For getting the privilege to alter the course of national policy they should be grateful and accept what they are given, there needs to be only about a third the current number of MP's and the Lords could be replaced with Select Committees including members not from parliament.

Local Councillors could handle constituents needs and there are far too many of those too!
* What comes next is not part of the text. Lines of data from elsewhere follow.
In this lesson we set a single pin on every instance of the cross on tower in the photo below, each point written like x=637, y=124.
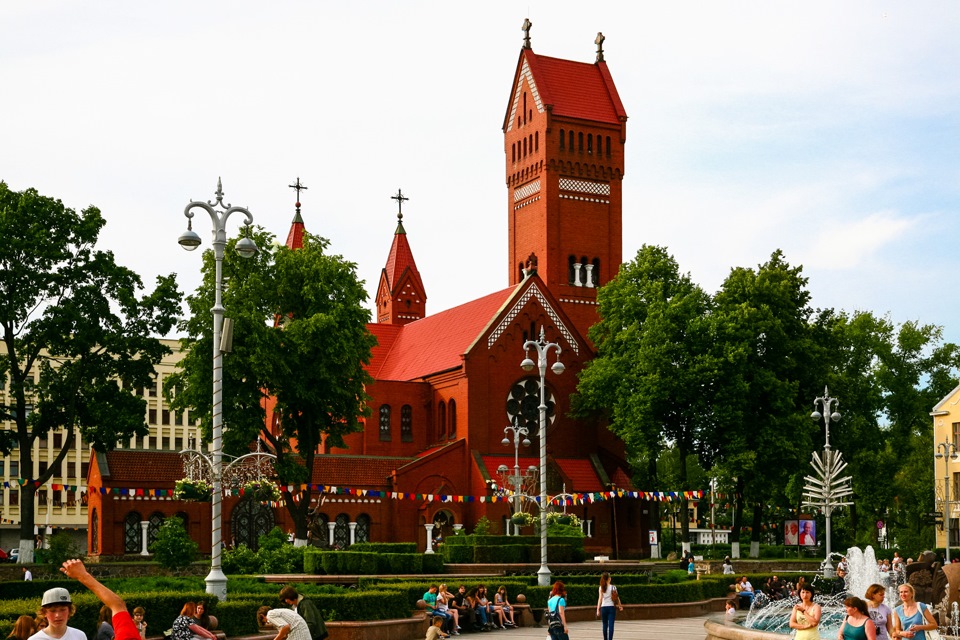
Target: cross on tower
x=298, y=187
x=400, y=198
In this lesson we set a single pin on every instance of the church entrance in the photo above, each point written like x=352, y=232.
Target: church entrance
x=249, y=521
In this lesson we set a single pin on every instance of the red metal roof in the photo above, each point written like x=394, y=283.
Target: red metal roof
x=576, y=89
x=580, y=472
x=438, y=342
x=365, y=472
x=295, y=236
x=401, y=259
x=135, y=467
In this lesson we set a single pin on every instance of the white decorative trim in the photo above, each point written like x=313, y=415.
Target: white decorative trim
x=532, y=293
x=585, y=186
x=524, y=73
x=528, y=202
x=526, y=190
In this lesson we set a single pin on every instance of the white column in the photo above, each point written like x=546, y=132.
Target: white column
x=429, y=528
x=144, y=525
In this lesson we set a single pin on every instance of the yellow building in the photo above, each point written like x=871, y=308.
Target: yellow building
x=66, y=509
x=946, y=467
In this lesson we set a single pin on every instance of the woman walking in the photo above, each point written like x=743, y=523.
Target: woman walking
x=912, y=618
x=805, y=617
x=857, y=625
x=607, y=605
x=556, y=607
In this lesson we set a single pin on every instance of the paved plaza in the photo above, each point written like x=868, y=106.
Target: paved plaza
x=672, y=628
My sister is a junior doctor

It would be good if we could make clear that ALL doctors below Consultant Grade in the NHS are called junior doctors.....even the Registrar that performs the operation

I don't agree with cutting the number of MPs. An average of 70,000 constituents is already more than enough. Increasing the size of constituencies, numerically and geographically, would make MPs even more remote from those they are supposed to represent, until eventually they become like MEPs. It would also shrink the pool of suitable MPs available to serve in the government, and just
as importantly to mount an effective opposition in the Commons whenever the governing party had a large majority. Moreover it would help to entrench both incumbent MPs and the existing parties leading to a further ossification of the system. Considering that the country has a GDP in the region of £1200 billion
a year the financial cost of operating an effective democracy is trivial.

"Tory MPs in 'Snouts in Trough' Shock".

Hold the front page.

Utterly dreadful but not surprising. As someone on a third of the present pay in one of the world's most expensive cities I'd happily settle for £60K anyday.

"It would be good if we could make clear that ALL doctors below Consultant Grade in the NHS are called junior doctors....."

Yes, TomTom, the title is enormously misleading. And too few (including Patricia Hewitt, I suspect) understand how the changes wreck the careers of the 8,000 affected doctors. A registrar who does not get a job this year:

1. can’t re-apply until next year (by which time they are a year out-of-practice and therefore at a disadvantage),
2. can’t go back to being a hospital doctor (now being 4 years out-of-practice at general medicine),
3. can’t go elsewhere in the UK because there’s only one employer of junior doctors in the country.

These doctors have been enormously expensive to train, have committed their own funds to examinations, etc., are not being measured according to their ability, are still required, but are nevertheless losing their jobs because of the incompetence of the government and the total failure of our MPs to hold the government to account.